La profesora Camila llevaba años enseñando literatura en la secundaria 14. Le gustaba corregir con un té al lado, subrayar con tinta roja, y anotar observaciones al margen. Pero últimamente, algo en sus alumnos le parecía... perfecto.
Demasiado perfecto.
Los ensayos de Tomás, que nunca leía ni un solo capítulo, ahora contenían referencias a Nietzsche y a la intertextualidad de Borges. Juliana, que apenas hilaba ideas en voz alta, analizaba el simbolismo de la lluvia en Rayuela con una claridad desconcertante.
Camila lo sospechó de inmediato: inteligencia artificial. Chatbots. Asistentes. Lo que fuera.

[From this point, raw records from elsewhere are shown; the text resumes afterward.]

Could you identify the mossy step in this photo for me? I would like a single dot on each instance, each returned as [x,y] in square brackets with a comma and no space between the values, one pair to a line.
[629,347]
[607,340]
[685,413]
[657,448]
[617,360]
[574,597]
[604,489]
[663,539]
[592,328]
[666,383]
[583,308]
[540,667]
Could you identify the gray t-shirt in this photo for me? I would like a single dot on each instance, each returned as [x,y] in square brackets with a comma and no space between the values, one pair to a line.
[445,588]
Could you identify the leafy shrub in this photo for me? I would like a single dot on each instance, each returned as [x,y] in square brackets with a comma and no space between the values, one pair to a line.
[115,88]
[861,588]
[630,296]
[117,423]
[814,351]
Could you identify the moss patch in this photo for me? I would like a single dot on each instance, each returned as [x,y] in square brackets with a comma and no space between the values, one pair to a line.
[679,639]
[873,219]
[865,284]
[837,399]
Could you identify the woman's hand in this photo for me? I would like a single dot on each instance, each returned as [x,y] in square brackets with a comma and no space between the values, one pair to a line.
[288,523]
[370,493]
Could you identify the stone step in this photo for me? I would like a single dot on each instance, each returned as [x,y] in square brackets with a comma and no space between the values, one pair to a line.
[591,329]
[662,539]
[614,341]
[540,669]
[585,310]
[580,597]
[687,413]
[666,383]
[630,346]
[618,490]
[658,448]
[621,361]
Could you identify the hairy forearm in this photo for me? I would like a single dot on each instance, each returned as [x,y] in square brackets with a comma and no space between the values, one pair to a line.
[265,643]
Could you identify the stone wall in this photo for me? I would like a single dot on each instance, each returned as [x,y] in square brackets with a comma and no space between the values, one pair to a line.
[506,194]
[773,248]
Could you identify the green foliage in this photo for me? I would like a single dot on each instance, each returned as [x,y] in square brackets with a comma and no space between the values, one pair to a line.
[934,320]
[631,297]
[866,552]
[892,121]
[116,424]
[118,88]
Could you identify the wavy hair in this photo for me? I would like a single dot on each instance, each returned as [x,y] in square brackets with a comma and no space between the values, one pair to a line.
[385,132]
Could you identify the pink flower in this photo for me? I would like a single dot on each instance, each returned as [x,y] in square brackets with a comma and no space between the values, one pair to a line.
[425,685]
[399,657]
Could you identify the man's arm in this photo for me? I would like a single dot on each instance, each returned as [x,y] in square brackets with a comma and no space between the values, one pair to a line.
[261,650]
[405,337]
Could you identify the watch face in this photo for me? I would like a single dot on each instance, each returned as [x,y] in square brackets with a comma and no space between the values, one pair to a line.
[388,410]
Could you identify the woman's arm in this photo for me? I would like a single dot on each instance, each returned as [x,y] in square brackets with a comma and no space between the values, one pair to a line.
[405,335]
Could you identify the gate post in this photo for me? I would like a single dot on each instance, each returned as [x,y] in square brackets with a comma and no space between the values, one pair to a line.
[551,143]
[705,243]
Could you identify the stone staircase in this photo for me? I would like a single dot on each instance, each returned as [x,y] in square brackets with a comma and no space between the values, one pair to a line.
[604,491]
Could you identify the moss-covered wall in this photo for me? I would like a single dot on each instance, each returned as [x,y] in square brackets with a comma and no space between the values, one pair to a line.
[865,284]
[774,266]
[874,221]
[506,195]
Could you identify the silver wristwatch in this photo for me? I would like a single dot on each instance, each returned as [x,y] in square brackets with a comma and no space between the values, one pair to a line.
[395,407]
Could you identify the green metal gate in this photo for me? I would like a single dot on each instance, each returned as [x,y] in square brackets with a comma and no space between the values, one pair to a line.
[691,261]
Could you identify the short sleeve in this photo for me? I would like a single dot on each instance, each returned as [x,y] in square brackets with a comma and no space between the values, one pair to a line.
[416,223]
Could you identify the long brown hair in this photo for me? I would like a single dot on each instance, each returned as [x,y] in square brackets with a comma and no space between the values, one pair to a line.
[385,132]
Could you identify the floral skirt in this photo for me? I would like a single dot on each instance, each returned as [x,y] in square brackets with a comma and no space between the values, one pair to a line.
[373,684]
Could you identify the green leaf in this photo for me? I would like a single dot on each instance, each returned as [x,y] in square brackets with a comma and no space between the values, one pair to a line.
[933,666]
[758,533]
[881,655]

Decidió entonces hacer un experimento. Tomó uno de los ensayos que acababa de recibir y lo copió completo en el chat de una IA educativa popular.
—¿Podrías decirme qué calificación le pondrías a este texto, del 1 al 10? —escribió.
La IA respondió al instante:
> Le pondría un 9.5. El análisis es profundo, bien estructurado y demuestra comprensión literaria, aunque hay pequeñas fallas de estilo.
Camila levantó una ceja. A la semana siguiente repitió el proceso con otro trabajo. Luego con otro. Y otro.
Siempre altas calificaciones. Siempre con argumentos sólidos.
Entonces, en una especie de rebeldía burocrática, comenzó a hacer lo impensado: cada vez que recibía una tarea sospechosa, la introducía en la IA y le pedía a la máquina que la calificara. Después, con frialdad mecánica, volcaba esa misma nota en su registro docente.
No discutía, no corregía, no analizaba.
Simplemente, delegaba.
Al cabo de dos meses, los alumnos comenzaron a notar que podían equivocarse en detalles y aún así obtener una nota muy similar a la que la IA les había anticipado. Algunos se asustaron. Otros se aprovecharon. Uno, incluso, preguntó en voz alta:
—Profe, ¿usted también usa la IA?
Camila sonrió.
—Yo solo uso las herramientas que ustedes me enseñaron a usar.
Desde entonces, el aula se volvió un extraño juego de espejos: la IA escribía, la IA evaluaba, la IA respondía. Y Camila, en el centro, observaba en silencio cómo la máquina les enseñaba una lección que ningún cuestionario podía medir.